In the US, the MetroLab Network includes 38 cities, 4 counties, and 51 universities, organised in more than 35 regional city-university partnerships. Partners focus on research, development, and deployment (RD&D) projects that offer technological and analytically-based solutions to challenges facing urban areas including: inequality in income, health, mobility, security and opportunity; ageing infrastructure; and environmental sustainability and resiliency. City-university partnerships are mutually-beneficial with the university providing the city’s R&D department and the city providing the test-bed.
The UK Science & Innovation Network is hosting a targeted UK-US workshop on 'Cities and the Future of the Internet of Things' on the morning of Monday, 13th March at SXSW in Austin, Texas. The workshop brings together cities, businesses, innovators and researchers to identify the impending challenges and high-value opportunities ahead of wide scale city IoT development and deployment. The workshop will be made up of three sessions focussing on big business, universities and sme’s and will be led by Manchester and Denver, Bristol and Chicago and the UK Future City Catapult and US Metro Lab network. Sir Richard Leese, the long standing Leader of Manchester, will kick things off.

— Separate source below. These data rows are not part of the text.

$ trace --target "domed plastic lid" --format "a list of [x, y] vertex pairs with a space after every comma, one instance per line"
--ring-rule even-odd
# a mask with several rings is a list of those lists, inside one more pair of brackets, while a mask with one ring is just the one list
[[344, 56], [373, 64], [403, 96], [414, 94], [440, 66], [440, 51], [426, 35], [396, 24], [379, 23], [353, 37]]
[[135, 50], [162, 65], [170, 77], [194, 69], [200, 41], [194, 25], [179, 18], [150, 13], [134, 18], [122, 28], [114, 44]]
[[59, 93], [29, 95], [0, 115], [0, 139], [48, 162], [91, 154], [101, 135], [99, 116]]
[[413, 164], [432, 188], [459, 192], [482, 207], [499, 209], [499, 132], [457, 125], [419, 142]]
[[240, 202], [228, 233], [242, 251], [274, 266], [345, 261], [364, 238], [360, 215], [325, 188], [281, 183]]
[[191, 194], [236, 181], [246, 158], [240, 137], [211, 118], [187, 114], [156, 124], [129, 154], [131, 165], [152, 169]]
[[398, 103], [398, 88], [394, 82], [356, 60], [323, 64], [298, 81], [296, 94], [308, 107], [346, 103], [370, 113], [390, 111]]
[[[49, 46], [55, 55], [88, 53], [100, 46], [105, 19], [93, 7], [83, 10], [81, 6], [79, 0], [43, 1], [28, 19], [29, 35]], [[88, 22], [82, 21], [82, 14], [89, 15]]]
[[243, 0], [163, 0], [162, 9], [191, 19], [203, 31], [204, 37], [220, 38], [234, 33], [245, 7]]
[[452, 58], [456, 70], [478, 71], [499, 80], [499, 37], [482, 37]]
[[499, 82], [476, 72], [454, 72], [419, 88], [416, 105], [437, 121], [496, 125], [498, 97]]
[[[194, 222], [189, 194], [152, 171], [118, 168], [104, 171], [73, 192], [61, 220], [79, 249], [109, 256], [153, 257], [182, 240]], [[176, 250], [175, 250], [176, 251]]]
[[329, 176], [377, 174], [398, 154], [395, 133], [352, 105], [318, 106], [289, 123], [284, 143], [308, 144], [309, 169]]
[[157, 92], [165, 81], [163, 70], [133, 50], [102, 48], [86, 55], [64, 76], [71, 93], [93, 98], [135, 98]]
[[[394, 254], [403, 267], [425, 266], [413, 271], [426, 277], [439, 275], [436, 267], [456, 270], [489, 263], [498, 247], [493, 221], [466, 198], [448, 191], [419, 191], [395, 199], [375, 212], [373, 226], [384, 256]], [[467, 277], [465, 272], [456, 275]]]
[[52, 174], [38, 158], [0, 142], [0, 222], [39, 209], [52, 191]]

So what can we hope to achieve?
I have been working in and around smart cities and IoT for a long time, and like many others, feel frustrated at times that the hype has not yet broken through into wide scale civic action. To achieve this, I believe we need a more honest and open conversation; one that goes beyond the headlines and dives deeper into the real opportunities and challenges. This is, of course, time consuming and painstaking work and is more than can be realistically achieved in a morning workshop. However, my hope is that at SxSW we start to build a UK-US network, which understands the true value is not just about sharing technology or data but Is about sharing learning – a UK-US “IoT Learning Laboratory” would help drive this.
And if we are successful in sharing learning then who knows, maybe in a couple of years IoT will really be helping cities around the world to clean-up their air, minimise flooding, look after vulnerable people, improve hard to heat housing, reduce congestion and simply better connecting citizens to their cities. I for one look forward to it.